There are three coins hidden somewhere in the breads distributed among the tables. When one of the coins is found, that person is ‘king.’ But in Madonna House we know that a king is called to be a servant to the people, and so the three people who find the coins express their kingship by spending a hour in adoration praying for the community.
At supper that night we have the blessing of the door lintels. Chalk is blessed by a priest, and special prayers are said, and then the main door lintel of our dining room is marked with the following: 20 + C + B + M + 14. The year, the crosses, and the letters CBM, which alternately refer to the traditional names of the three kings Caspar, Balthasar, and Melchior, or to the Latin Christus Benedicit Mansiorum: Christ, bless this house.
Chalk is taken away by the various houseparents and department heads and virtually every doorway in MH is marked with the Epiphany blessing. A simple custom, but how deep in meaning it is! The wise men were on a journey to Bethlehem, to see the child.
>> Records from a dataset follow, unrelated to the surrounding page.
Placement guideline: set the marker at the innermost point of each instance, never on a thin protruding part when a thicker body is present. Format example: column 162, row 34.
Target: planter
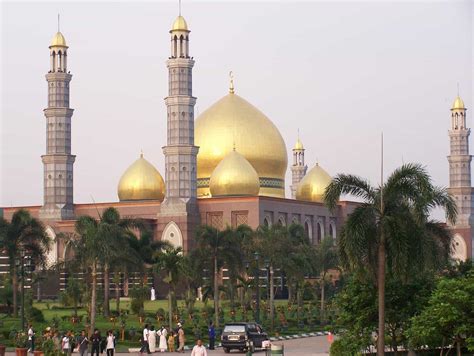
column 20, row 351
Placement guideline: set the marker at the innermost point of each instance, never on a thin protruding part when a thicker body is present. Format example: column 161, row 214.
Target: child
column 171, row 342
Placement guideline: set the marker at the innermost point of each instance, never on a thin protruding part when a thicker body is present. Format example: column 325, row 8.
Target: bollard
column 277, row 350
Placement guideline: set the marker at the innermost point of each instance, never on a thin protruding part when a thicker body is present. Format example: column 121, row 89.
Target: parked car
column 242, row 336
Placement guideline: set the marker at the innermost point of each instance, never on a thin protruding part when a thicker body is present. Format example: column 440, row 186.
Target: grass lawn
column 193, row 327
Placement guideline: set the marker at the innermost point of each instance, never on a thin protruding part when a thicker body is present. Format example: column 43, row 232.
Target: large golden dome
column 233, row 120
column 313, row 185
column 234, row 175
column 58, row 40
column 179, row 24
column 141, row 181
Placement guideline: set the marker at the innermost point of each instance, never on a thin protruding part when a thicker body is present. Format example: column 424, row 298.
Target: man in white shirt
column 31, row 338
column 199, row 349
column 145, row 345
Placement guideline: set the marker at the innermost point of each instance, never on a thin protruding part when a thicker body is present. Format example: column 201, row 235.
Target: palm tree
column 97, row 240
column 170, row 260
column 391, row 227
column 217, row 247
column 119, row 229
column 276, row 244
column 326, row 259
column 27, row 234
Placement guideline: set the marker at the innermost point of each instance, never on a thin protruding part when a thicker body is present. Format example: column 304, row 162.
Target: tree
column 27, row 234
column 96, row 239
column 326, row 259
column 282, row 248
column 170, row 260
column 357, row 309
column 448, row 318
column 217, row 247
column 391, row 227
column 118, row 229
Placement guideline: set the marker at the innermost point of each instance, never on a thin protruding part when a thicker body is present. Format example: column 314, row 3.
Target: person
column 31, row 338
column 199, row 349
column 171, row 341
column 83, row 343
column 66, row 344
column 181, row 338
column 145, row 346
column 57, row 342
column 152, row 339
column 95, row 339
column 110, row 343
column 162, row 333
column 212, row 335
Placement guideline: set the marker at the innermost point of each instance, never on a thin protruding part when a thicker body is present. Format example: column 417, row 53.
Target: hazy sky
column 341, row 72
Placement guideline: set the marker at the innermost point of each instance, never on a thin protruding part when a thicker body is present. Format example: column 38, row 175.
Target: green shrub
column 35, row 315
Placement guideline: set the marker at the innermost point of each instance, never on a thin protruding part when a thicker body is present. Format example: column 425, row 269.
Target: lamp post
column 257, row 286
column 22, row 266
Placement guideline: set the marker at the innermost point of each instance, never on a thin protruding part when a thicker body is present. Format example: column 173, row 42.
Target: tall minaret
column 298, row 169
column 58, row 161
column 180, row 152
column 460, row 173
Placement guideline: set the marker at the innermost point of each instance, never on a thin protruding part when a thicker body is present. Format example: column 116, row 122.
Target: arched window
column 319, row 232
column 266, row 222
column 307, row 230
column 175, row 46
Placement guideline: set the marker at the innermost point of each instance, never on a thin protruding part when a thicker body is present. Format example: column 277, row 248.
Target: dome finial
column 231, row 85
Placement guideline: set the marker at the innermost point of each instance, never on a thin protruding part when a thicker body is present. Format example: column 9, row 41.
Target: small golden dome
column 313, row 185
column 180, row 24
column 141, row 181
column 234, row 175
column 58, row 40
column 298, row 145
column 458, row 104
column 233, row 119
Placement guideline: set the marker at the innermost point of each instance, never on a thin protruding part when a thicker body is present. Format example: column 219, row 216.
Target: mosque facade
column 225, row 167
It was a journey to truth, and to adoration. When we bless the doors of our house we are asking that every journey we take, whether it is across the country or the world or the yard, be a similar journey—that we seek Christ in all our comings and goings, and that the end of each journey be adoration of the Child.
We’re not done with Epiphany customs yet, though. Next, the kings themselves come to visit us—three of our guests dressed up in royal regalia. Having left their gifts at the manger, they bring us gifts from the Christ Child—each of us receives a word on a little slip of paper appropriately decorated in some Epiphany style, which is to be our word from the Child for this year. It may be a virtue like generosity or meekness, or a spiritual gift like joy or peace or atonement, or something along those lines.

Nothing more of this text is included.